Common dose-related muscle symptoms that can occur with the use of statins include in 1% to 5% of cases focal or diffuse myalgia and creatine kinase (CK) elevations that are less than 10 times the upper limit of normal levels. Myopathy, indicated by a serum CK level more than 10 times the upper limit of normal, occurs in 0.1% to 0.5% of patients treated with statins in clinical trials. Some medications increase the risk of statin-associated myopathy, including fibrates, cyclosporine, macrolide antibiotics, various antifungal drugs, and cytochrome P-450 inhibitors. The Medical Letter consultants recommend measuring CK levels before starting a statin and again on development of muscle pain. However, other expert panels do not recommend this approach. In general, the statin should be discontinued if the CK value is more than 3 to 10 times the upper limit of the normal range.
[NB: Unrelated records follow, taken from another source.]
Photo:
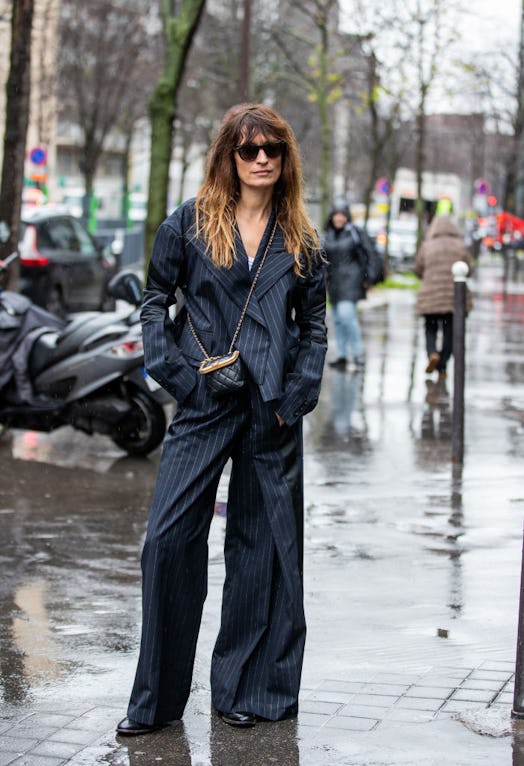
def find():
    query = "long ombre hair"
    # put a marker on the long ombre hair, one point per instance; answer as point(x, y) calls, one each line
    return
point(218, 196)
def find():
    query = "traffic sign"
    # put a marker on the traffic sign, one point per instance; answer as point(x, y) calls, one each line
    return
point(38, 155)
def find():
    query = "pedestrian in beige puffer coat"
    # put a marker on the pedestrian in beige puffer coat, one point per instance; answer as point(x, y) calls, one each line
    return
point(442, 247)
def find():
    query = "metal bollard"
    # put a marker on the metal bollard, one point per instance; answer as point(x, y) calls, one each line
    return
point(460, 271)
point(518, 694)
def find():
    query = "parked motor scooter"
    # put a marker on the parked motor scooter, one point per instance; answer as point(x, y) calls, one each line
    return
point(88, 373)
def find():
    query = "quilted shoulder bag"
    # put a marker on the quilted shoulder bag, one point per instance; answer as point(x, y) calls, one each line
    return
point(226, 374)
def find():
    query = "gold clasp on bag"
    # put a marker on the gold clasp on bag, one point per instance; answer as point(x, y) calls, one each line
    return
point(217, 362)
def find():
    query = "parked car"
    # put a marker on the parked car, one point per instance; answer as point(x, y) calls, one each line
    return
point(402, 243)
point(62, 267)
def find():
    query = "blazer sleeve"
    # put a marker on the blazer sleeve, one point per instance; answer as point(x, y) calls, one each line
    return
point(163, 359)
point(302, 384)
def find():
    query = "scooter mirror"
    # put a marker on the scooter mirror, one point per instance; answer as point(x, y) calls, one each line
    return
point(126, 286)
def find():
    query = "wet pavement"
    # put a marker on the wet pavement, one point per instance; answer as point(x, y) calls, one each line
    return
point(412, 571)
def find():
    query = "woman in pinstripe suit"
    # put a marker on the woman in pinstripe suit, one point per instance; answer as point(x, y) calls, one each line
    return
point(250, 204)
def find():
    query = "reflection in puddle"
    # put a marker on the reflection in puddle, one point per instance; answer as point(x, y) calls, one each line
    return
point(32, 634)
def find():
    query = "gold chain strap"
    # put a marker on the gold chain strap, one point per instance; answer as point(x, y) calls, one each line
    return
point(246, 304)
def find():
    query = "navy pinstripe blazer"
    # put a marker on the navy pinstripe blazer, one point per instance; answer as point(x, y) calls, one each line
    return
point(283, 339)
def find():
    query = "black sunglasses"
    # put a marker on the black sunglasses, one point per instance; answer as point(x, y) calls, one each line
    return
point(249, 152)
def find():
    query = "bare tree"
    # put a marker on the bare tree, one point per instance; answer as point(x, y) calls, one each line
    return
point(103, 46)
point(178, 31)
point(17, 119)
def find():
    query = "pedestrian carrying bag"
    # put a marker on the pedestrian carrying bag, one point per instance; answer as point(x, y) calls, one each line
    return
point(226, 374)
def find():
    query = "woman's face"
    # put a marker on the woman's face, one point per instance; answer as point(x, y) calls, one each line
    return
point(263, 171)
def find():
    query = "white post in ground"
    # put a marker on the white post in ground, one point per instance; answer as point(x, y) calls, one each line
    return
point(460, 271)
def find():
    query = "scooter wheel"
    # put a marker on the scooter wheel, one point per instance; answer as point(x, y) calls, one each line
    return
point(144, 428)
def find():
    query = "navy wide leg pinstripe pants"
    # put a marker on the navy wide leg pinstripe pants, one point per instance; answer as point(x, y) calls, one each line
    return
point(257, 660)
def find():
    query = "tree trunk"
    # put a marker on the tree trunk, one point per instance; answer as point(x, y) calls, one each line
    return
point(17, 119)
point(178, 35)
point(519, 126)
point(325, 132)
point(244, 78)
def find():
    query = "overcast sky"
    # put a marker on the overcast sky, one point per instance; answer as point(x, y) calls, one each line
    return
point(492, 21)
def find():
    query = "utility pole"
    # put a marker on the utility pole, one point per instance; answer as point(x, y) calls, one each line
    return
point(16, 121)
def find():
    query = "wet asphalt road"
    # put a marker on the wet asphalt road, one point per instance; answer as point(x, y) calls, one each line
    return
point(412, 571)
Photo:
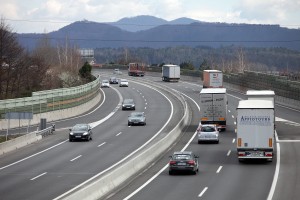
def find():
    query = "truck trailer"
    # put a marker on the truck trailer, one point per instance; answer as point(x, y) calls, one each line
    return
point(171, 73)
point(212, 79)
point(213, 107)
point(261, 94)
point(136, 69)
point(255, 129)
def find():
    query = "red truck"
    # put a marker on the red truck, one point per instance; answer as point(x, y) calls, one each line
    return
point(136, 69)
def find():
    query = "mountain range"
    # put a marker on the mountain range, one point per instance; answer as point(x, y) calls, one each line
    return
point(152, 32)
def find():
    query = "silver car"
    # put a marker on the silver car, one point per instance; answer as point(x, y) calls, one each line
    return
point(137, 118)
point(123, 83)
point(128, 104)
point(81, 132)
point(208, 133)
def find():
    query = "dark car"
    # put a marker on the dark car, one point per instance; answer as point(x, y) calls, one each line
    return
point(137, 118)
point(128, 104)
point(81, 132)
point(113, 80)
point(183, 161)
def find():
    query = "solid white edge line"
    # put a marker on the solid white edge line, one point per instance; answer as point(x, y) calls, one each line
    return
point(75, 158)
point(203, 191)
point(129, 155)
point(33, 155)
point(38, 176)
point(219, 169)
point(275, 178)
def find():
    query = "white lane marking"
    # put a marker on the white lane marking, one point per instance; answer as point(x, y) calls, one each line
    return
point(167, 165)
point(102, 144)
point(229, 152)
point(203, 191)
point(119, 134)
point(132, 153)
point(38, 176)
point(33, 155)
point(219, 169)
point(282, 141)
point(75, 158)
point(275, 178)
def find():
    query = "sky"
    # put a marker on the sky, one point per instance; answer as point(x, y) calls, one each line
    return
point(44, 16)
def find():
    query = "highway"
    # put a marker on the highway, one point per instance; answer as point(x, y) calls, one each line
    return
point(53, 166)
point(220, 175)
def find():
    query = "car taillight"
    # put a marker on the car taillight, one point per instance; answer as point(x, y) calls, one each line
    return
point(191, 162)
point(172, 162)
point(241, 153)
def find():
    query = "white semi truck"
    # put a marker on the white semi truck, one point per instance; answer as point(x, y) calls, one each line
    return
point(213, 107)
point(255, 129)
point(170, 73)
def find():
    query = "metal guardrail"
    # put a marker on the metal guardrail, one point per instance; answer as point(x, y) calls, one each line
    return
point(51, 100)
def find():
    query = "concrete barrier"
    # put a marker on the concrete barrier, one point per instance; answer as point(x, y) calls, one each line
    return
point(103, 185)
point(54, 115)
point(19, 142)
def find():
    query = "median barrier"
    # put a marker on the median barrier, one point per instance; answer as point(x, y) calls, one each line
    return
point(103, 185)
point(19, 142)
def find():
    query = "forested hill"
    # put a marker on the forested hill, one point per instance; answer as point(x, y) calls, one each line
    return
point(87, 34)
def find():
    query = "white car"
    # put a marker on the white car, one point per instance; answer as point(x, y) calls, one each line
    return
point(123, 83)
point(208, 133)
point(105, 83)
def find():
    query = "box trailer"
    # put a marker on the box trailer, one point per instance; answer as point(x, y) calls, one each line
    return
point(171, 73)
point(261, 94)
point(213, 107)
point(212, 79)
point(136, 69)
point(255, 128)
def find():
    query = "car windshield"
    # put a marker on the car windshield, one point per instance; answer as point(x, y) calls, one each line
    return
point(82, 127)
point(182, 157)
point(136, 114)
point(207, 129)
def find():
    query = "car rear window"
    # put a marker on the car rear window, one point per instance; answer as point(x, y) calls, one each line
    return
point(207, 129)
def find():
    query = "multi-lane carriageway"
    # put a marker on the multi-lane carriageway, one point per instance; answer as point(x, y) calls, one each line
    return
point(53, 166)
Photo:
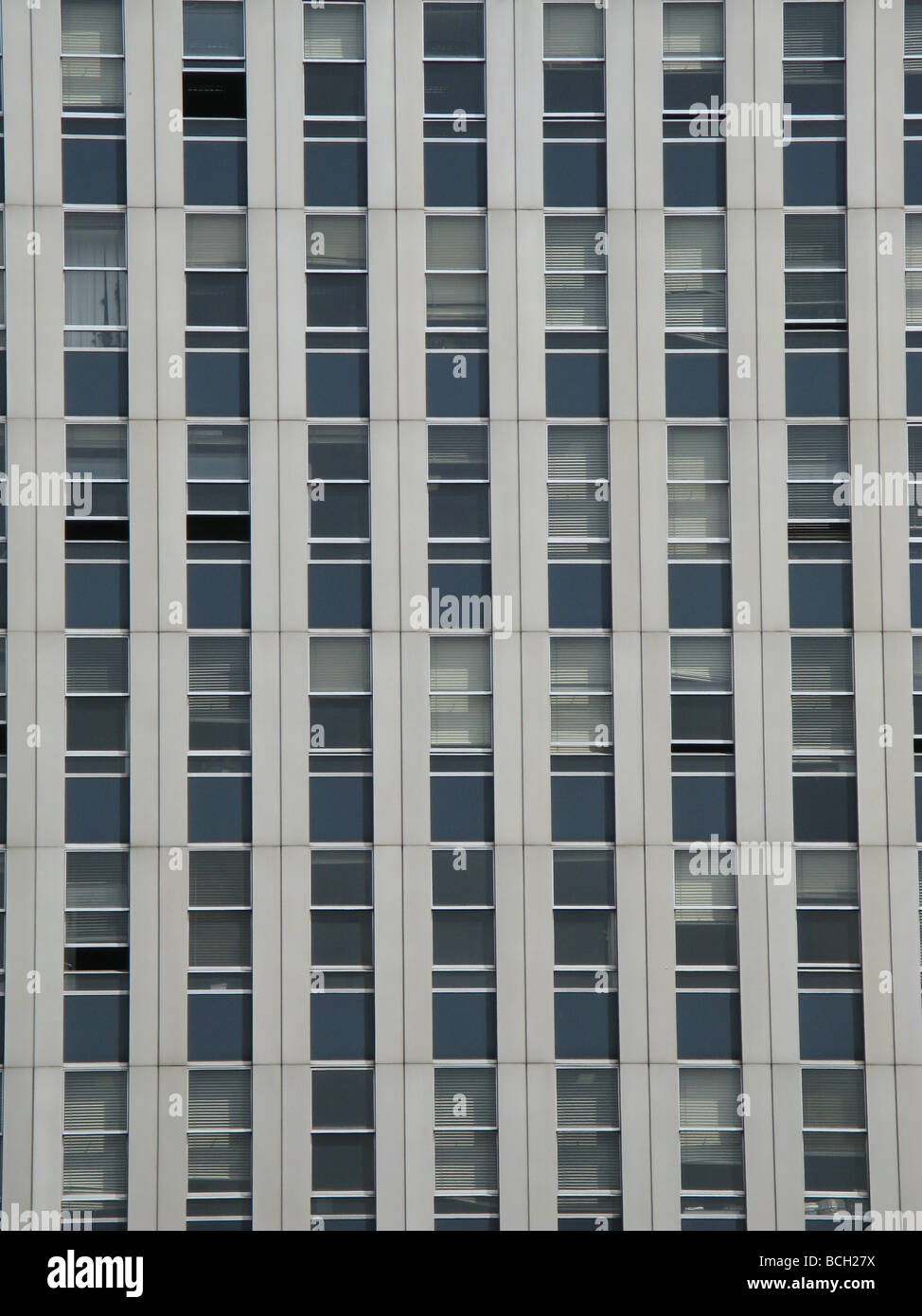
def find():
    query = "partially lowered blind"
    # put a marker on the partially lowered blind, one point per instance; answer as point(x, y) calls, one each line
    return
point(466, 1161)
point(580, 665)
point(577, 452)
point(220, 1099)
point(821, 664)
point(336, 242)
point(219, 938)
point(91, 27)
point(340, 665)
point(708, 1099)
point(701, 665)
point(574, 30)
point(334, 32)
point(98, 667)
point(588, 1161)
point(813, 30)
point(588, 1099)
point(833, 1099)
point(465, 1097)
point(95, 1102)
point(216, 241)
point(574, 242)
point(220, 665)
point(693, 29)
point(455, 242)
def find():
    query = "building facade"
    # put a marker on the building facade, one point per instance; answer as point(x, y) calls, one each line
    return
point(462, 614)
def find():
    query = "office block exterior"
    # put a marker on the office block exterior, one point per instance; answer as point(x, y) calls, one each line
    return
point(466, 391)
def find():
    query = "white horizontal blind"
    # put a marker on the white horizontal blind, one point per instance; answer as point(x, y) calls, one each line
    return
point(461, 721)
point(95, 1102)
point(459, 664)
point(698, 453)
point(98, 667)
point(588, 1161)
point(91, 27)
point(574, 30)
point(336, 242)
point(817, 452)
point(701, 665)
point(220, 1099)
point(580, 665)
point(833, 1099)
point(334, 32)
point(695, 242)
point(219, 665)
point(577, 452)
point(341, 665)
point(813, 30)
point(216, 241)
point(588, 1097)
point(456, 299)
point(821, 664)
point(575, 302)
point(573, 241)
point(574, 511)
point(456, 242)
point(219, 938)
point(708, 1099)
point(465, 1097)
point(466, 1161)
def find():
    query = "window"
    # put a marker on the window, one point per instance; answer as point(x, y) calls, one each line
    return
point(710, 1140)
point(696, 343)
point(824, 738)
point(581, 739)
point(342, 975)
point(466, 1150)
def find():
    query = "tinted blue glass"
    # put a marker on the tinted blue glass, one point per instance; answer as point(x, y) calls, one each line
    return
point(98, 809)
point(336, 174)
point(462, 809)
point(342, 1163)
point(97, 595)
point(455, 174)
point(700, 595)
point(217, 383)
point(585, 1025)
point(94, 171)
point(817, 383)
point(824, 809)
point(581, 809)
point(575, 174)
point(702, 806)
point(576, 383)
point(465, 1025)
point(95, 1028)
point(814, 174)
point(579, 595)
point(340, 595)
point(215, 172)
point(456, 383)
point(696, 383)
point(708, 1025)
point(695, 174)
point(220, 809)
point(97, 383)
point(220, 1026)
point(820, 594)
point(219, 595)
point(341, 809)
point(337, 383)
point(831, 1026)
point(342, 1025)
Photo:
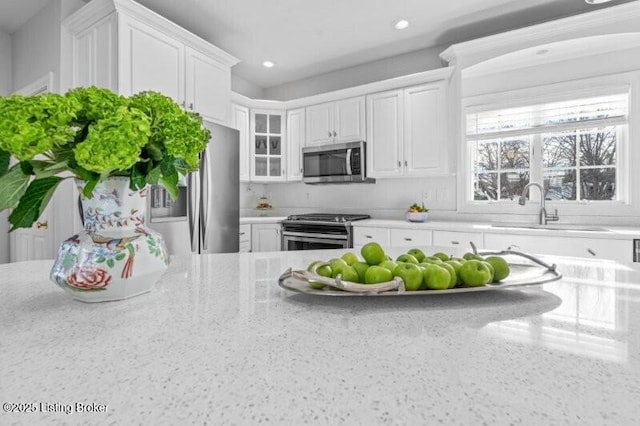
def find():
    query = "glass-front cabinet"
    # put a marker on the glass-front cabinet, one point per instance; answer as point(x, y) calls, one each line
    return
point(267, 145)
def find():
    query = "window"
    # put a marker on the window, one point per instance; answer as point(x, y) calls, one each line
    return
point(572, 146)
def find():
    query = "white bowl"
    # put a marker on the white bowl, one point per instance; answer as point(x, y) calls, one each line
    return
point(417, 217)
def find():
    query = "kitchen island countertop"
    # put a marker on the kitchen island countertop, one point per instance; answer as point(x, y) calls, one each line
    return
point(219, 342)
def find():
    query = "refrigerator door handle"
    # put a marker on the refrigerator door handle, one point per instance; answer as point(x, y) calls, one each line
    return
point(193, 208)
point(205, 178)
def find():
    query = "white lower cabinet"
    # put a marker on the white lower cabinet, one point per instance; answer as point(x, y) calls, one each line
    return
point(457, 239)
point(410, 237)
point(599, 248)
point(363, 235)
point(245, 238)
point(265, 237)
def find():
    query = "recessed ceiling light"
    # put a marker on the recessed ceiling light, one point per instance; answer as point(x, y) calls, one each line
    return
point(401, 24)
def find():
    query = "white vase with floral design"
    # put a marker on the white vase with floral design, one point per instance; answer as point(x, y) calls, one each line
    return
point(116, 256)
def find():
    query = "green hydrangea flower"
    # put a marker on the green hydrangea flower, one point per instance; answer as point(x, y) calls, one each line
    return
point(114, 143)
point(32, 125)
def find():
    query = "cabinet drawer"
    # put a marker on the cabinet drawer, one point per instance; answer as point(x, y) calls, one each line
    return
point(245, 233)
point(364, 235)
point(410, 237)
point(457, 239)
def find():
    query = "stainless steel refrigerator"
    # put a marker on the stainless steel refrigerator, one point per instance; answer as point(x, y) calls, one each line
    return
point(205, 218)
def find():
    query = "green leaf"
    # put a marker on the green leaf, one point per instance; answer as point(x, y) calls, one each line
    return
point(12, 186)
point(33, 202)
point(4, 162)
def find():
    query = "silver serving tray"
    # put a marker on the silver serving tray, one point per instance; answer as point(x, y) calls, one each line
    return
point(526, 270)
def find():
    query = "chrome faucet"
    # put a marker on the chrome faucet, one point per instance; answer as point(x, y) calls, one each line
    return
point(544, 217)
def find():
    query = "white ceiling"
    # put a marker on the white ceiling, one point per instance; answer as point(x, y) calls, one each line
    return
point(311, 37)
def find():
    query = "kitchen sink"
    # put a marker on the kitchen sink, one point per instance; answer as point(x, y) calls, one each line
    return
point(551, 226)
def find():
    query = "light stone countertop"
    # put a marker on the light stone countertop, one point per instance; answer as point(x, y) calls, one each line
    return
point(553, 229)
point(219, 342)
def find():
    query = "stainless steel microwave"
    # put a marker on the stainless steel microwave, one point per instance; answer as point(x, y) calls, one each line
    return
point(335, 163)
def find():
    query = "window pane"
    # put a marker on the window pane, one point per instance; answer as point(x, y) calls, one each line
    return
point(514, 154)
point(261, 123)
point(486, 156)
point(598, 184)
point(598, 147)
point(274, 145)
point(512, 184)
point(261, 145)
point(485, 186)
point(561, 184)
point(559, 150)
point(274, 167)
point(261, 166)
point(274, 124)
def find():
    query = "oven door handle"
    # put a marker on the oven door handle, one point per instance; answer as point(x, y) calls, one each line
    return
point(315, 236)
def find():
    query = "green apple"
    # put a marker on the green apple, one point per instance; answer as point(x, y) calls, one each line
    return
point(350, 258)
point(407, 258)
point(442, 256)
point(336, 266)
point(493, 272)
point(350, 274)
point(475, 273)
point(452, 272)
point(500, 267)
point(377, 274)
point(456, 266)
point(417, 253)
point(472, 256)
point(388, 264)
point(411, 274)
point(361, 268)
point(435, 277)
point(373, 253)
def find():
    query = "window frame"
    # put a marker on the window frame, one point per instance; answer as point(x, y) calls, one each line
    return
point(628, 186)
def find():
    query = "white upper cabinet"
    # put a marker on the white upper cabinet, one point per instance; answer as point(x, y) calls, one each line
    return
point(127, 48)
point(384, 134)
point(240, 120)
point(407, 131)
point(338, 121)
point(295, 142)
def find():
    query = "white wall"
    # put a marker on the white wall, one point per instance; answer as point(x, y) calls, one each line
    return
point(395, 66)
point(5, 64)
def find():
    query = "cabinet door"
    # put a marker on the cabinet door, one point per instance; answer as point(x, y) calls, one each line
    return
point(265, 237)
point(208, 87)
point(319, 124)
point(384, 134)
point(150, 60)
point(424, 130)
point(349, 120)
point(95, 55)
point(410, 237)
point(267, 146)
point(295, 141)
point(240, 121)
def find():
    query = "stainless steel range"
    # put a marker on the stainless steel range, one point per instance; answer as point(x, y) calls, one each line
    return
point(319, 231)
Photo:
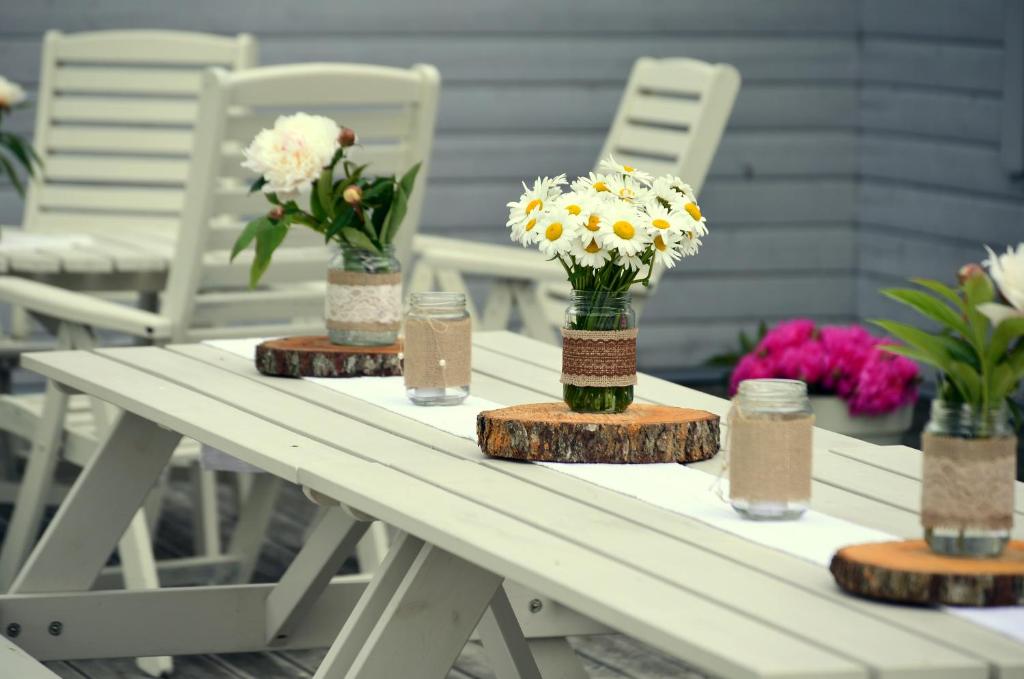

Cholestyramine is not recommended in this patient because it might increase his serum triglyceride level, which is already elevated. Although a fibric acid derivative would lower his triglyceride level, the more important objective is to lower his serum low-density lipoprotein cholesterol level to reduce his risk for coronary artery disease. Pentoxifylline may help treat symptoms of vascular disease, but this patient's symptoms are not likely caused by vascular disease. He does not have exercise-induced leg symptoms, and physical examination indicates normal peripheral pulses.